C’est encore loin d’un blockbuster américain, mais digne d’une bonne comédie française et surtout déjà plus que la totalité du public du précédent film tiré de la saga « One Piece » qui avait rassemblé 70.000 spectateurs en France en 2019, analyse Eric Marti, directeur de Comscore en France.
« Signe de dynamisme »
« C’est un signe de dynamisme énorme. Si la greffe se confirme on a un potentiel de public important vu la popularité du manga en France », poursuit Eric Marti. « Ce sont des films qui d’habitude faisaient 90 % des entrées sur la première semaine, mais ils commencent à avoir des jambes. Le public prend l’habitude d’aller profiter de ces spectacles dans les salles de cinéma et il ne s’agit pas que des fans qui achètent les mangas en librairie ou jouent aux jeux vidéo », dit-il.

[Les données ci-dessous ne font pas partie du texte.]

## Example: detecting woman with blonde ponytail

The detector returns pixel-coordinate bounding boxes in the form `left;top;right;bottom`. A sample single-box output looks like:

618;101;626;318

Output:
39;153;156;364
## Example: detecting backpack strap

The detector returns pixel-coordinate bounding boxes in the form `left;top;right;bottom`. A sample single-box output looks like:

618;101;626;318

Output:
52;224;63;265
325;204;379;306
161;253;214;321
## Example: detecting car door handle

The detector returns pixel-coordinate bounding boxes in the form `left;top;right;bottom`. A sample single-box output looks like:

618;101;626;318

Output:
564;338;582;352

Typiquement, les mangas sont un genre où, comme pour les super-héros américains, les grandes franchises connaissent une grande longévité et se déclinent souvent très tôt sur plusieurs supports : série de télévision, jeux vidéo, produits dérivés. Par exemple, dès la fin des années 1990 existe une série animée sur « One Piece » qui en est à plus de 1.000 épisodes. Autour de ces séries, les longs métrages s’exportent de plus en plus hors Japon.
« Passe Culture »
Depuis quelques années, l’accélération de l’intérêt du public français pour les mangas ne se dément pas. 2021 a été une année record pour les ventes en librairie. Mais si la France est le deuxième marché mondial grâce aussi au « passe Culture », la popularité du genre grandit un peu partout en Europe comme aux Etats-Unis.

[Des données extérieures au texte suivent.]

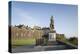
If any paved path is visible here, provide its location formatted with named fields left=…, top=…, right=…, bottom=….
left=12, top=43, right=76, bottom=53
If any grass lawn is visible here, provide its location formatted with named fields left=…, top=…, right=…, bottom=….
left=12, top=39, right=36, bottom=48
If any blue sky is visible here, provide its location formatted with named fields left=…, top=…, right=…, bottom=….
left=11, top=1, right=78, bottom=38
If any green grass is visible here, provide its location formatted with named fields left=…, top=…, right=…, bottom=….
left=12, top=39, right=36, bottom=48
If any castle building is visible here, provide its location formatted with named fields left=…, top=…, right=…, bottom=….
left=48, top=16, right=56, bottom=41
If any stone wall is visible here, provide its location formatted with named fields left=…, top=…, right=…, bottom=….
left=11, top=27, right=44, bottom=39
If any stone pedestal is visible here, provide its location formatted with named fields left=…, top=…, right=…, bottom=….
left=48, top=33, right=56, bottom=41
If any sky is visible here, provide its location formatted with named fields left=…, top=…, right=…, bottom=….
left=11, top=1, right=78, bottom=38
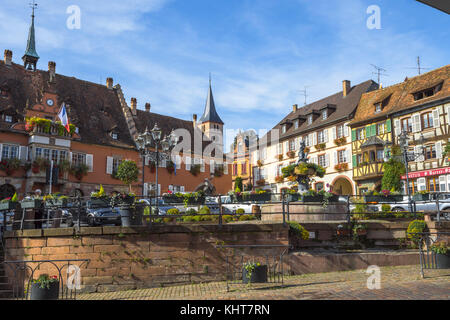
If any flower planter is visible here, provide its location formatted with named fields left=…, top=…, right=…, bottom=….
left=30, top=282, right=59, bottom=300
left=45, top=199, right=68, bottom=207
left=242, top=265, right=267, bottom=283
left=90, top=197, right=111, bottom=208
left=364, top=195, right=403, bottom=203
left=0, top=201, right=18, bottom=211
left=20, top=199, right=43, bottom=209
left=413, top=193, right=430, bottom=201
left=436, top=253, right=450, bottom=269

Sur les plateformes de vidéo à la demande, et notamment Netflix, la généralisation de l’offre animée nippone et tout particulièrement des adaptations de mangas a contribué à créer une sensibilité chez le public.
Un expert de l’audiovisuel
Un phénomène amplifié ces dernières années par des services de streaming qui ont eux aussi mis le manga à l’honneur. « Sur les plateformes de vidéo à la demande, et notamment Netflix, la généralisation de l’offre animée nippone et tout particulièrement des adaptations de mangas a contribué à créer une sensibilité chez le public », estime un expert de l’audiovisuel.
Maillons de monétisation
A côté de Netflix et des chaînes thématiques historiques comme Game One, les plateformes spécialisées comme Crunchyroll (Sony) et ADN (Média-Participations) surfent aussi sur la vague du manga. « Dans la chaîne de monétisation du manga, ces maillons audiovisuels et de jeux vidéo nourrissent et se nourrissent du succès du manga papier », poursuit l’expert du secteur.

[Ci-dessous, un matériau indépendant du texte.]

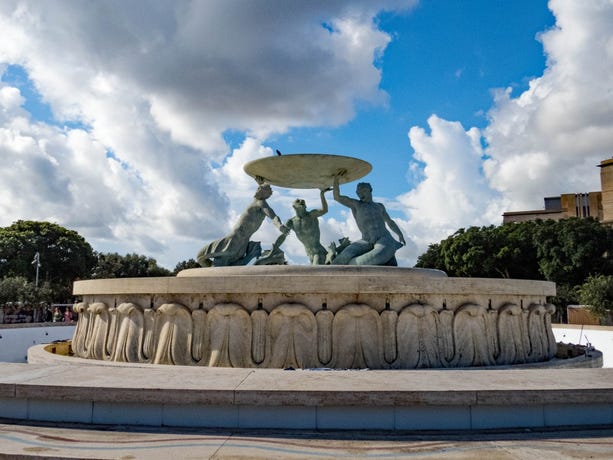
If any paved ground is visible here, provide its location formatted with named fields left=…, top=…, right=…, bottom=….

Désormais, le manga est entré aussi dans les habitudes des circuits de distribution au cinéma. Les adaptations de mangas au cinéma étaient au départ surtout prisées des fans, ce qui rendait les programmateurs frileux, mais depuis notamment « Demon Slayer » (730.000 entrées selon Comscore) ce type de films « volent de leurs propres ailes, et ça a rassuré le marché », estime un professionnel de l’animation japonaise.Mais jusqu’où pourra monter l’audience de « One Piece Red » ? Pourra-t-il flirter avec les niveaux du « Voyage de Chihiro » (plus d’un million d’entrées en 2001), le plus gros succès pour un film animé nippon (qui n’était pas tiré d’un manga) ? Les semaines à venir donneront un bon bout de la réponse.